Faisons encore mieux que les prix Nobel: rendons la taxe carbone à la fois écologique et sociale… edit

7 février 2019

Dans son article du premier février, Eric Chaney propose de revenir sur le projet de taxation du carbone. Il précise que, pour que cette réintroduction soit acceptable dans le contexte actuel, il faut d’une part que la recette supplémentaire soit intégralement reversée aux Français, sous une forme égalitaire, et d’autre part qu’elle soit accompagnée par la mise en œuvre d’une taxe carbone aux frontières, proportionnelle au contenu carbone des produits importés.
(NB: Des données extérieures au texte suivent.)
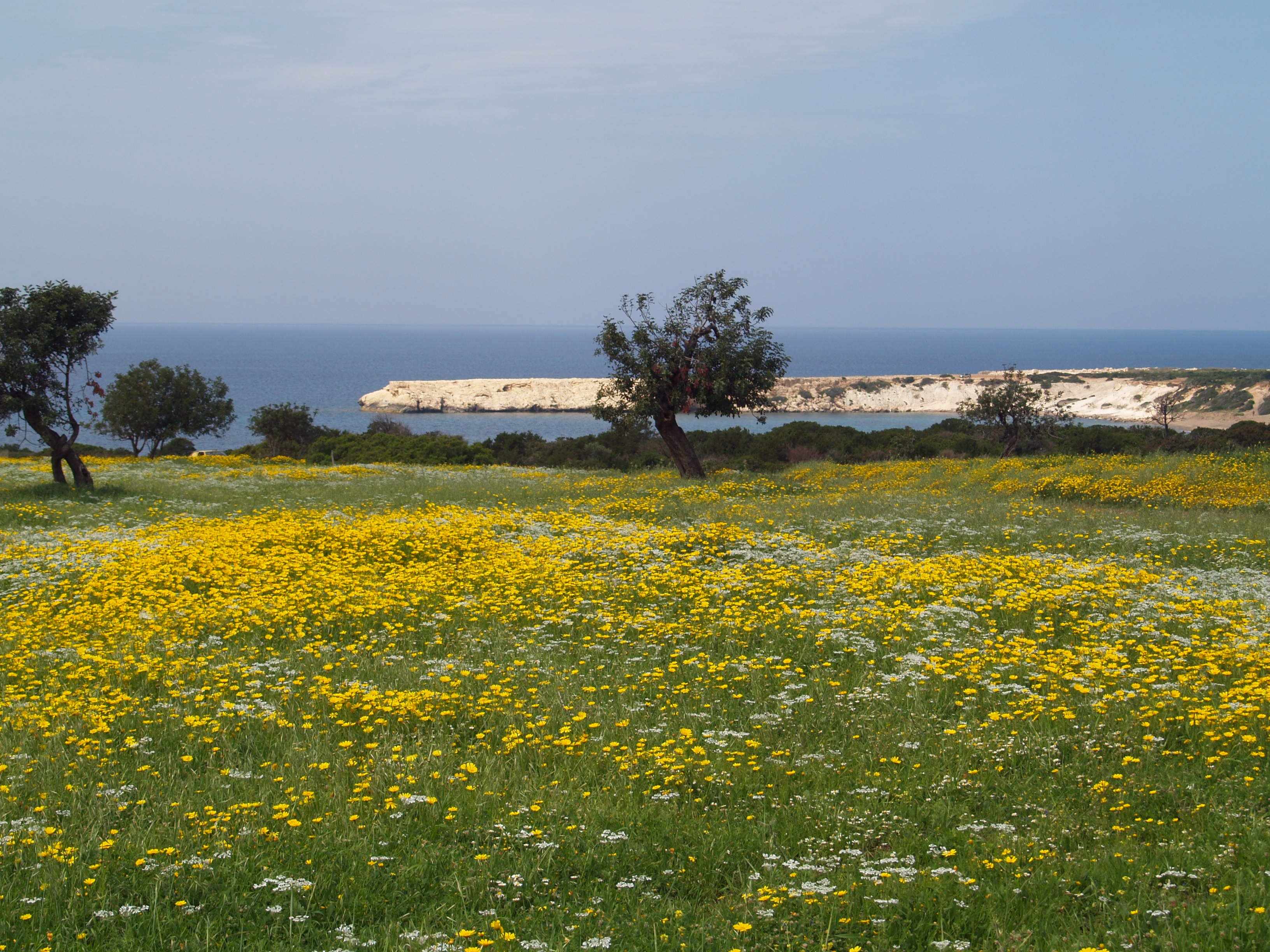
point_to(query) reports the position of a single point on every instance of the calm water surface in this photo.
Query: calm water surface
(330, 367)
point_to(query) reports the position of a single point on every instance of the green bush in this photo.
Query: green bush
(427, 448)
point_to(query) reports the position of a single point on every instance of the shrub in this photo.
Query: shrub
(426, 448)
(383, 423)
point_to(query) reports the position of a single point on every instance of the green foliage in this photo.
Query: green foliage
(288, 429)
(383, 423)
(1016, 409)
(150, 404)
(738, 448)
(710, 356)
(1220, 398)
(1249, 433)
(47, 333)
(427, 448)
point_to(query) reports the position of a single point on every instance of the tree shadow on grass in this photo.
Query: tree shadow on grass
(50, 492)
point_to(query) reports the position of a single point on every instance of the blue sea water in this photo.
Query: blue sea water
(330, 367)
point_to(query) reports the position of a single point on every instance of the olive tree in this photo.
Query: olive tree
(1015, 408)
(47, 333)
(286, 429)
(709, 356)
(1166, 408)
(150, 404)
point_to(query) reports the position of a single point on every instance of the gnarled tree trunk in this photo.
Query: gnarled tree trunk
(681, 448)
(61, 448)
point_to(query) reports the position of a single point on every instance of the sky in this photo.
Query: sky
(863, 163)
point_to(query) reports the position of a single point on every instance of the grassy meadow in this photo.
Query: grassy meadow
(944, 705)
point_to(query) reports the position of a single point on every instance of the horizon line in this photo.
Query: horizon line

Ce sont des recommandations qui ont le mérite de la simplicité et de la clarté et qui de plus s’appuient sur l’appel de 27 prix Nobel d’économie et anciens hauts responsables de l’administration américaine. Dans le Wall Street Journal du 16 janvier, ceux-ci ont rappelé qu’une taxe carbone croissante serait la solution la plus efficace pour réduire les émissions de gaz à effet de serre. Selon eux, avec les mesures d’accompagnement rappelées par Eric Chaney – reversement intégral aux citoyens sur une base égalitaire et taxe aux frontières pour éviter les “fuites de carbone” – la “main invisible du marché” guiderait l’économie vers la décarbonation. Et cela bien mieux que des normes et règlementations, supposées génératrices d’inefficacités.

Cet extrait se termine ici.